Example: you already have the Greek Delta, but want to reuse it as increment symbol (and you are concerned about the PDF text extraction issues mentioned above). You press Cmd-Shift-G to bring up the Add Glyphs… dialog, type Delta=increment, and press Generate:

If you want to keep space glyphs identical, you do not need components, of course. It is much smarter to simply use a Metrics Key for the width. For example, if you want the non-breaking space to be the same as the regular space, open your nbspace glyph for editing, and type =space in the Width field. Then choose Glyph > Update Metrics (Ctrl-Cmd-M) to make sure the glyph width is in sync. Or, if you have multiple masters, hold down the Option key, and the command will magically change into Update Metrics on All Masters. Cool. Read more about Metrics Keys in the Spacing tutorial.

UnicodeChecker

Glyphs can interoperate with a shareware tool called UnicodeChecker from the great people at Earthling Soft.
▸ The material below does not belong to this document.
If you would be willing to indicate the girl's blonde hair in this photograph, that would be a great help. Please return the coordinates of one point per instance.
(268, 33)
UnicodeChecker helps you quickly find all the info you need about characters. To invoke UnicodeChecker, click on the little arrow next to the Unicode in the grey info area:

Glyphs will then send the code of the current glyph to UnicodeChecker, which in turn will tell you all sorts of useful information about the character in question:

UnicodeChecker is also useful for quickly finding all characters related to a script. For instance, if you really want to cover all Latin characters, switch to UnicodeChecker and in the Character Blocks > Alphabetically: Ideographic-Lydian submenu, you will find all Latin blocks:

If you haven’t installed UnicodeChecker yet, Glyphs will prompt you to do so when you click on the arrow. Downloading and installing UnicodeChecker is free. However, if you do use it on a regular basis, think about how much time and nerves this little tool saves you and consider a donation to the makers. Support shareware, it supports you.


Update 2019-02-13: changed for Unicode 11.0.0 and updated link, rewrite of Double Mappings.
Update 2022-08-03: changed for Unicode 14.0.0, updated screenshots, related articles, minor formatting.